Arkansas Duck Numbers Have Dropped; Habitat Conditions Improving

 

Arkansas duck

LITTLE ROCK – Following a prolonged spell of cold weather in The Natural State as well as frigid temperatures and snow in states to Arkansas’s north, many waterfowl hunters likely expected to see increasing Arkansas duck numbers in recent weeks. But results from the season’s second aerial waterfowl survey paint a different picture.
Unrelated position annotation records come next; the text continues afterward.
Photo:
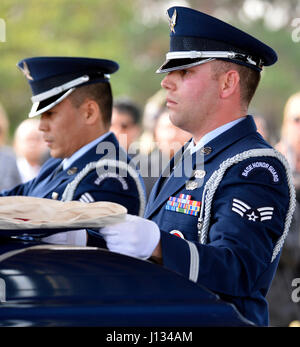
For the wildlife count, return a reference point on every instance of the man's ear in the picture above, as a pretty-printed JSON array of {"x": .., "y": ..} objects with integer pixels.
[{"x": 229, "y": 84}]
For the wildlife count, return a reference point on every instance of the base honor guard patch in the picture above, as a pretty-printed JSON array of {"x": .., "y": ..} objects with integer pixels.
[{"x": 183, "y": 204}]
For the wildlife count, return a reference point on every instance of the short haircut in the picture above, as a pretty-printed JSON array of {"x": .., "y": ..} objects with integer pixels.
[
  {"x": 249, "y": 78},
  {"x": 130, "y": 108},
  {"x": 99, "y": 92}
]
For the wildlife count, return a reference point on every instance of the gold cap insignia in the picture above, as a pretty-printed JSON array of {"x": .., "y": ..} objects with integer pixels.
[
  {"x": 26, "y": 71},
  {"x": 172, "y": 21}
]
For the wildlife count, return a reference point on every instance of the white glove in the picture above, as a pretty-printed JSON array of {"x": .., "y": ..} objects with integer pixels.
[{"x": 136, "y": 237}]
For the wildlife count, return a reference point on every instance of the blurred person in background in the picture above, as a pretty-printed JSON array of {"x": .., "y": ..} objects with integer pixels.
[
  {"x": 262, "y": 127},
  {"x": 283, "y": 311},
  {"x": 8, "y": 168},
  {"x": 30, "y": 148},
  {"x": 168, "y": 137},
  {"x": 125, "y": 122}
]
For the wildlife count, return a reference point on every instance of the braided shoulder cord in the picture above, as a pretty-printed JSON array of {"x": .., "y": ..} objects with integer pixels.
[
  {"x": 215, "y": 179},
  {"x": 72, "y": 186}
]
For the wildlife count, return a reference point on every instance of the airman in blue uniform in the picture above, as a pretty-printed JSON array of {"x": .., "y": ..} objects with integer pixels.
[
  {"x": 220, "y": 212},
  {"x": 73, "y": 98}
]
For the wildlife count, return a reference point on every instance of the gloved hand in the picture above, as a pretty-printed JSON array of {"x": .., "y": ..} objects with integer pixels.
[{"x": 136, "y": 237}]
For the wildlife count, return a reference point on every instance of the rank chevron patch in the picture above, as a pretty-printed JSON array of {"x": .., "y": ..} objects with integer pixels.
[{"x": 253, "y": 214}]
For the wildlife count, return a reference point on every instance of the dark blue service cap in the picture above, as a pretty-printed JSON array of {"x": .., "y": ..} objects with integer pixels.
[
  {"x": 52, "y": 79},
  {"x": 196, "y": 38}
]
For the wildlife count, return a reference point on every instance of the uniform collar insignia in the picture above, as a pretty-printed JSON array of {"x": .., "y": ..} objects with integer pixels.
[
  {"x": 172, "y": 21},
  {"x": 26, "y": 71}
]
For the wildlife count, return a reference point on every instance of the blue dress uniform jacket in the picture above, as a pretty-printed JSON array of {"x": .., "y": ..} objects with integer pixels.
[
  {"x": 107, "y": 185},
  {"x": 247, "y": 211}
]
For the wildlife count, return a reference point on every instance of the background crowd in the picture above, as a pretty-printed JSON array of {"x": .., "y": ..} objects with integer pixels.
[{"x": 130, "y": 35}]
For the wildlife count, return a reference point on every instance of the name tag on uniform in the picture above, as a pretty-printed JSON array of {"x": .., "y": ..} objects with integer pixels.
[{"x": 183, "y": 204}]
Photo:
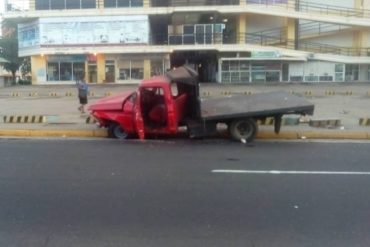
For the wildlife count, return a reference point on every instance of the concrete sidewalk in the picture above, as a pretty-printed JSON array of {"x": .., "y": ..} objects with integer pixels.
[{"x": 57, "y": 105}]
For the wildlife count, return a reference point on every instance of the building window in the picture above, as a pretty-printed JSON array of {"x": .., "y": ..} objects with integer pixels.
[
  {"x": 131, "y": 70},
  {"x": 64, "y": 71},
  {"x": 72, "y": 4},
  {"x": 157, "y": 67},
  {"x": 42, "y": 4},
  {"x": 57, "y": 4},
  {"x": 88, "y": 4},
  {"x": 64, "y": 4},
  {"x": 352, "y": 72},
  {"x": 53, "y": 71},
  {"x": 339, "y": 72},
  {"x": 122, "y": 3},
  {"x": 235, "y": 71}
]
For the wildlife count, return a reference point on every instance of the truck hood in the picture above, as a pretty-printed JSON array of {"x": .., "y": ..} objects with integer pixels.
[{"x": 110, "y": 103}]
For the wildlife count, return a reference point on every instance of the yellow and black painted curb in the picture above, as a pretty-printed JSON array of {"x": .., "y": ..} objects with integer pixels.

Arkansas Game and Fish Commission biologists flew the December aerial waterfowl survey Dec. 16-18 in the state’s Delta region and the Arkansas River Valley and Dec. 13 in southwestern Arkansas. The duck population index in the Delta was just over 830,000 ducks, about half of the 2009-2013 average (1.6 million ducks) for the December survey. The mallard population estimate was about 475,000, representing more than half of the Delta total but well below the 2009-2013 December mallard average of roughly 850,000.

In the Arkansas River Valley, the estimated total duck count was 29,000 ducks, including more than 15,000 mallards, and the southwestern Arkansas count was about 29,000 ducks, including just over 10,000 mallards.

Luke Naylor, the AGFC waterfowl program coordinator, said the below-average population index in the Delta illustrates that cold weather and snow in mid-latitude states aren’t the only factors that drive Arkansas duck abundance.

“These systematic surveys continue to point toward habitat conditions – namely flooding extent – playing a major role in Arkansas duck numbers,” Naylor said.

The survey took place last week, just before this duck season’s biggest rain event, which dropped several inches of rain across many parts of the state. Naylor noted that habitat conditions likely have improved dramatically since the aerial survey was conducted, and field reports from AGFC wildlife management areas in this week’s report show a much higher percentage of flooded habitat in areas that previously lacked abundant water.

In the northern Delta, observers reported about 90 percent of habitat was still frozen when the survey started Dec. 16, but much had thawed by the afternoon. Observers noted higher concentrations of ducks as they moved south from the Missouri border. Biologists observed higher concentrations of ducks in the central and southern portions of the Delta. Highest duck concentrations in the Arkansas River Valley were on Lake Dardanelle, and southwestern Arkansas’s highest concentrations were seen along the Red River.

The annual Midwinter Waterfowl Survey is scheduled to begin Jan. 6, and if flooding persists, may provide much different results than the December survey.